Let us call $\tau_i = (i, i+1)$ the swap of $i$ and $i + 1$.
## Squaring relation
We have $\tau_i^2 = 1$ where $1$ represents the identity permutation (no shuffling). This says that if we swap $i$ and $i + 1$ and then swap again, we get back to a sorted list.
## Commutating
From @exr-compute-product, we saw that in general $\pi_1 \pi_2 \neq \pi_2 \pi_1$. Nonetheless, if we are swapping disjoint sets of pairs like $(12)$ followed by $(34)$ then there is no interaction between the swaps. So the order doesn't matter: $(12)(34) = (34)(12)$. Specifically, $\tau_i$ and $\tau_j$ commute ($\tau_i\tau_j = \tau_j\tau_i$) provided $i$ and $j$ are at least $2$ apart.
```{sage}
#| echo: false
sage.plot.graphics.Graphics.SHOW_OPTIONS['figsize']=3
```
```{sage}
B.<a,b,c> = BraidGroup(4)
plot(a * c)
```
```{sage}
a * c == c * a
```
## ABA = BAB
At the top of @sec-braids we saw that $(12)(23)(12) = (13)$. We also have $(23)(12)(23) = (13)$. Compare the following pictures.
::: {layout-ncol=2}
```{sage}
B.<a,b> = BraidGroup(3)
plot(a * b * a)
```
```{sage}
plot(b * a * b)
```
:::
We can see visually that the middle green strand is sliding from one side of the blue/red crossing to the other.
## Other relations? {#sec-all-relations}
It turns out, every way to simplify or manipulate products of transpositions can be reduced to exactly these three rules:
1. $\tau_i^2 = 1$
2. $\tau_i\tau_j = \tau_j\tau_i$ for $|i - j| \ge 2$ (at least two apart)
3. $\tau_i\tau_{i+1}\tau_i = \tau_{i+1}\tau_i\tau_{i+1}$
The proof of this has two stages. One which we have already seen. First, you show that every permutation can be written as a product of transpositions of adjacent elements (@thm-product-of-transpositions). This shows that you can use $\tau_1,\dots,\tau_n$ and these rules to write every element of $S_n$. I.e. the number of objects generated by these rules is at least $n!$.

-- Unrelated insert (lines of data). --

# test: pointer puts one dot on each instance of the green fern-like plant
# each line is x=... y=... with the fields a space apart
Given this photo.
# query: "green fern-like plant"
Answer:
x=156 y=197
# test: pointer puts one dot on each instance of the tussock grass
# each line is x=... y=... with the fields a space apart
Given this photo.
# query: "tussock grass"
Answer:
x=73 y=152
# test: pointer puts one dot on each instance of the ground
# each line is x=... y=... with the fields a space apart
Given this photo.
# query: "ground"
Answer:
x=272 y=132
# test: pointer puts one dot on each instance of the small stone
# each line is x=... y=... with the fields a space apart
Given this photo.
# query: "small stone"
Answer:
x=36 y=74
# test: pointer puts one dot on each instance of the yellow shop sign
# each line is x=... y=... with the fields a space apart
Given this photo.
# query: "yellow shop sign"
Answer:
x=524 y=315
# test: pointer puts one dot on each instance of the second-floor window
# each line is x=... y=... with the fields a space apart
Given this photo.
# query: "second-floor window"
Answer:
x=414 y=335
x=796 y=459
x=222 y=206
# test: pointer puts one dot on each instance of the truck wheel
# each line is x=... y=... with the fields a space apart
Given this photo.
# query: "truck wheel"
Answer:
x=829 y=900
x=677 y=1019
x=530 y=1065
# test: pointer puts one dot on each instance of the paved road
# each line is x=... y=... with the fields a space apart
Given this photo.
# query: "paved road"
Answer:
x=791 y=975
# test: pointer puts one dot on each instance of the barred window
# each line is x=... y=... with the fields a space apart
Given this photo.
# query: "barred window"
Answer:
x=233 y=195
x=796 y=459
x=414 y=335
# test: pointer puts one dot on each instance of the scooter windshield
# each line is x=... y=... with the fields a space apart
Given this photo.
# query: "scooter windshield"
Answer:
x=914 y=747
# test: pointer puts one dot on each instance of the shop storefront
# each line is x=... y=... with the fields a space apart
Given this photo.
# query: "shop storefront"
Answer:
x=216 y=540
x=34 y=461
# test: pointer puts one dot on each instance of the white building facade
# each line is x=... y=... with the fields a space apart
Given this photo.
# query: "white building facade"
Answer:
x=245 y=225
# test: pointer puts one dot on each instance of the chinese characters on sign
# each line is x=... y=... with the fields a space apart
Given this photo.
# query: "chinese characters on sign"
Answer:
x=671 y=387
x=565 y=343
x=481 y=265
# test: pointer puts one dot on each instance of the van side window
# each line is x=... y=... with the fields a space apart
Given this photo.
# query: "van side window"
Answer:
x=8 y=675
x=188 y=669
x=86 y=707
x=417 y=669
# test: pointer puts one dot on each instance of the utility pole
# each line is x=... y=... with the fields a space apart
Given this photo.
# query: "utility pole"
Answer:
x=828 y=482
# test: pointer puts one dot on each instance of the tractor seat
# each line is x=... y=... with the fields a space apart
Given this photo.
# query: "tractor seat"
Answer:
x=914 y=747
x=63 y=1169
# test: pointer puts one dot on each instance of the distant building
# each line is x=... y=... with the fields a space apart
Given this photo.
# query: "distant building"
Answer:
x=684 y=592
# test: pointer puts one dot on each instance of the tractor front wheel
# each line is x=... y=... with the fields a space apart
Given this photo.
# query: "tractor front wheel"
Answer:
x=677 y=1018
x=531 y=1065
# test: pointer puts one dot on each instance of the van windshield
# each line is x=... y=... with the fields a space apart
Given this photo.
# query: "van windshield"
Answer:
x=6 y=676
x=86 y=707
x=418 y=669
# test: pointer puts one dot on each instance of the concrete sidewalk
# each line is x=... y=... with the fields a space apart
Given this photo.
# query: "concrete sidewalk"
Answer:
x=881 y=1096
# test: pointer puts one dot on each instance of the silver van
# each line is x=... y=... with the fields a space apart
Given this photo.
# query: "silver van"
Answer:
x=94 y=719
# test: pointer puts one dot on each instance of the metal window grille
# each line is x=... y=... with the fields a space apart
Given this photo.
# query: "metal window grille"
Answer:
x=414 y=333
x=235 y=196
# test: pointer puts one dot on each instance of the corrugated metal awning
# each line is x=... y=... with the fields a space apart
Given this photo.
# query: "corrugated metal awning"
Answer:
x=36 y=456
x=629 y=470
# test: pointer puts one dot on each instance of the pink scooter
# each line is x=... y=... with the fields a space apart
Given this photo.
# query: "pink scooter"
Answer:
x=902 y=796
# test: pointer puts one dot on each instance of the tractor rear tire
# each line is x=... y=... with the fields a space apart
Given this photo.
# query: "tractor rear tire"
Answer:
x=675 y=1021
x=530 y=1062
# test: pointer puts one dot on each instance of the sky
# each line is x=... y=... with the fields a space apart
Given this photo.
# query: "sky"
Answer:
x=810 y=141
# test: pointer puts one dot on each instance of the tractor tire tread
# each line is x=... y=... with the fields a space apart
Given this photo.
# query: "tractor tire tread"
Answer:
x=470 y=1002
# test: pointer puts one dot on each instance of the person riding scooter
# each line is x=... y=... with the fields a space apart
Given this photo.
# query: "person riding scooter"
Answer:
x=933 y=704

The second step is showing that the number of objects generated by these rules is no more than $n!$ so that it is exactly the same as $S_n$. This requires more tools than we have available to us (i.e. group theory). A proof for those in-the-know may be found [here for instance](https://warwick.ac.uk/fac/sci/maths/people/staff/fbouyer/presentation_of_group.pdf).
We will take it as a fact that these rules describe $S_n$ exactly.